To the editor:
Regarding Seven Islands and the plan at hand:
What the builder is offering is nothing like the original plan. It is obvious the builder has major concerns about the profitability and success of the project. This should be a super major red flag to the city and residents.
It is better to re-market the property with a plan that actually works financially for the builder, city and residents in a TIMELY manner rather than to build something that does not fit the site on so many levels that you end up with a white elephant that does nothing well.
This entire project has slowly turned into a giant bait-and-switch that bends over backwards to help the builder but does little for the residents or city. The tax dollars coming in over a 30-year period instead of 10 is inadequate. It is not what the city planned, counted or told us when proposing this project. It will not replenish funds or repay the city for the enormous cost ($2 million) being requested by the builder for the marina and community center not to mention the millions the city has already spent trying to make this project work.
The city already cannot keep up with the current cost of expansion which is crushing residents financially with its water expansion projects and taxes. What happens when the state puts through its property tax reduction plan? How will that loss of money be replaced by the city without more crushing costs to the taxpayer?
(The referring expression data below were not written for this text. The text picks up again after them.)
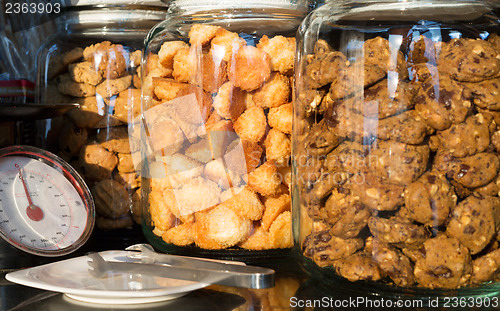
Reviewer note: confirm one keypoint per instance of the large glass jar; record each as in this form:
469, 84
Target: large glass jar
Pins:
217, 113
94, 60
396, 145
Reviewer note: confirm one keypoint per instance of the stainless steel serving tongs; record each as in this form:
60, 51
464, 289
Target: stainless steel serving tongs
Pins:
206, 271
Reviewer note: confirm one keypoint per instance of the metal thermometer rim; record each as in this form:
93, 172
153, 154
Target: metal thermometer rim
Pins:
35, 213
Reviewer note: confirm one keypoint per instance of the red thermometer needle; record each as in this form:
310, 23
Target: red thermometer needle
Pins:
34, 212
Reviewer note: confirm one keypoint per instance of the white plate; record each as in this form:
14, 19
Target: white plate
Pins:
72, 278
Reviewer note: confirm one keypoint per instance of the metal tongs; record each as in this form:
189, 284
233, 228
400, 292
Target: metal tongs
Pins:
201, 270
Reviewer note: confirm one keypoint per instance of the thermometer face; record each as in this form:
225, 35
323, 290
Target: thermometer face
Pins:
45, 208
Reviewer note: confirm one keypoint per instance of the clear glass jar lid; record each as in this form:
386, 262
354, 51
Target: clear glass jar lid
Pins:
223, 4
116, 2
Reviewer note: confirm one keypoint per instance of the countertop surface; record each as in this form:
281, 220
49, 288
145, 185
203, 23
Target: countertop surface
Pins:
293, 290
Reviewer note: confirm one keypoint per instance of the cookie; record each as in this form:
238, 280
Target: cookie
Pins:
324, 248
470, 60
446, 264
322, 70
346, 214
59, 63
486, 267
109, 59
467, 138
111, 199
394, 232
379, 52
486, 94
382, 102
474, 171
89, 113
114, 139
393, 263
348, 79
375, 193
358, 266
127, 105
430, 199
96, 162
473, 222
398, 163
84, 72
407, 127
110, 87
67, 86
441, 107
72, 139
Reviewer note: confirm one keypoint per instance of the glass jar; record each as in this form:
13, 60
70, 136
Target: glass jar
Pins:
94, 60
217, 112
396, 146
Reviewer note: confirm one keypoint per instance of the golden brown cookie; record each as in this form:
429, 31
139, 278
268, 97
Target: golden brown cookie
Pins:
324, 248
442, 106
375, 193
111, 199
393, 263
395, 232
67, 86
84, 72
473, 222
470, 60
485, 267
127, 106
282, 52
446, 264
96, 162
398, 163
346, 215
486, 94
358, 266
430, 199
249, 68
111, 87
473, 171
114, 139
91, 111
72, 139
379, 52
407, 127
467, 138
382, 102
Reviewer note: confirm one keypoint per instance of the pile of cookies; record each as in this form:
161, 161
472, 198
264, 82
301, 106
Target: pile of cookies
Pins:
399, 161
103, 79
218, 119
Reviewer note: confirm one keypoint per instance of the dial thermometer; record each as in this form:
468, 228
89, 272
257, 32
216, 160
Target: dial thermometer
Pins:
45, 206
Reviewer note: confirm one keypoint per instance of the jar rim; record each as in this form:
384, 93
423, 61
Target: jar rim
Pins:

Millions of dollars going to a builder that could instead be going to drinking water and road improvements to current taxpayers, not to new people who would be buying here and have no skin in the game. The builder will not stop asking for more tax breaks or modifications and money as the project drags out. The city should not cave in just to save face.
What the city approved was nothing like the original plan. The city ignored nearly all public input and went eight-stories high instead of the four or six everyone wanted. The city claimed it would widen Old Burnt Store Road to relieve traffic, and all we got were bike lanes. Four lanes are the only thing that would stop this from being a giant parking lot. Bridge enhancement?  Exactly what is bridge enhancement and how does it help anything? Now the builder is asking for even more modifications after the city already gave into many other demands. It will not stop.
There is nothing about this plan for that is good for the local neighborhood or environment.  It is obvious this plan does not work financially, environmentally, or safety wise. Even the builder has cold feet.
Traffic on Old Burnt Store, Embers, Tropicana and Ceitus will be backed up every day in all directions. New lights will be needed everywhere and merging on to Burnt Store from these three roads will be even more dangerous than it already is. All of which will cost the city even more to try and fix later.
Boat traffic will be backed up on weekends endangering boaters, kayakers and aquatic wildlife. Anyone who actually boats on the spreader canal knows it cannot comfortably handle this kind of traffic and is keenly aware of the already dangerous conditions on the spreader as it approaches Matlacha.
The canal is not only to shallow but too narrow to handle the kind of boat traffic this plan will generate, not to mention the continued build out of the rest of the northern spreader canal which will add hundreds of more boats and cars on its own.
You can dredge the canal but you cannot widen it. There are at least three places now that are dangerous on weekends just from the current local use. Add a hundred more boats to this area and the kayaking and fishing opportunities disappear while putting kayakers and boaters in danger.
Bird and wild life displacement from the boats, noise and bright lights will also adversely affect the local neighborhoods.
Loss of mangroves and the loss of 48 acres of water displacement that will now be pushed directly back into the streets and local neighborhoods. There is no area left for retention ponds or soil of any kind to absorb or dissipate storm water slowly. These roads are already flood prone. This giant over build will only add to the number of flooded homes in the area after every storm. Imagine 48 acres more water in your neighborhood after a storm like Ian or Milton.
Three thousand more people using public water while the northeast cape often has no drinking water
Water and boat pollution in area that is famous for its tarpon, snook, and other game fish and manatee, the exact thing that attracts people here. You are building something that will ruin the attraction to the area for everyone
A marina being built in an area with high manatee population, which is just a bad idea. Sirenia Vista Park, which is now famous for manatee viewing will become a great place to watch them get slaughtered by the heavy boat traffic. The kayak launch there will be dumping people out into a mad house every weekend and the fish and wildlife will slowly die off.
The city always claims to be concerned about the water quality and environment in the Cape yet they constantly approve plans like this that destroy water quality and the natural surrounding environment. This is a major estuary that will never be the same if they go through with the plan the way it is now.
The only sensible and responsible thing for the city to do is to back out of this deal gracefully and start over using the knowledge they gained from the mistakes and unforeseen problems. They need a plan that does not take 30 years to complete. They need a plan that works with storm water management and flooding. They need a plan that works financially, environmentally, and is more considerate of the surround existing neighborhoods taking into account the small roads in and out of this area and the great costs in the future associated with correcting inadequate roads.